Phase I MVP: scaffold + CIFAR-10→CIFAR-100 continual pipeline + smoke tests#2
Conversation
…smoke tests Implements the minimum viable subset of the HAL sleep-wake framework (paper §2.4) on a vision stack for Phase I measurement: - L1 task-batch ring buffer (`hal_sleep_wake/memory.py`) - L2 LoRA adapter on ResNet-18 `Conv2d` + `fc` (`hal_sleep_wake/model.py`) - L3 ResNet-18 backbone — fresh init, no pretrained weights - Wake: SGD over LoRA-only params, every batch pushed into L1 (`wake.py`) - Sleep (NREM): merge LoRA deltas into base weights with a safety `sleep_scale` multiplier, re-init A=Kaiming/B=zeros, wipe optimizer state (`sleep.py`) - Continual metrics: accuracy matrix + average accuracy + forgetting rate per paper §5 (`metrics.py`) - CIFAR-10 → CIFAR-100 dry-run-able entry point (`scripts/train_cifar10_cifar100.py`, `--dry-run` imports no torch) - Eval helper (`scripts/eval.py`) for replaying a run's JSON dump Tests (CPU, no dataset download): - `tests/test_memory.py` — 5 tests - `tests/test_metrics.py` — 7 tests - `tests/test_model.py` — 3 tests (importorskip on torch/peft) - `tests/test_smoke.py` — 5 tests including a dry-run subprocess and an end-to-end sleep-merge roundtrip CI (`.github/workflows/ci.yml`): Python 3.11, CPU-only torch wheel index, runs `ruff check .` + `pytest -q`. Scope boundary: Phase I MVP only. REM synthetic-dream generation and entropy-aware context compression (paper §2.4 lines 85–101) land in follow-up PRs. No GPU run numbers yet — CI has no GPU; measurement PR will fill `results/baseline_vs_hal.md`. Closes part of #1. Co-Authored-By: Zhuge <z@2lab.ai>
There was a problem hiding this comment.
💡 Codex Review
Here are some automated review suggestions for this pull request.

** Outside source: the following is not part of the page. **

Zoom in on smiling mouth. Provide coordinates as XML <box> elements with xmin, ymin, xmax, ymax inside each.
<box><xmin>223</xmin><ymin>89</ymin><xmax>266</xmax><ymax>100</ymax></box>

Reviewed commit: 4f2d8db88f
ℹ️ About Codex in GitHub
Your team has set up Codex to review pull requests in this repo. Reviews are triggered when you
- Open a pull request for review
- Mark a draft as ready
- Comment "@codex review".
If Codex has suggestions, it will comment; otherwise it will react with 👍.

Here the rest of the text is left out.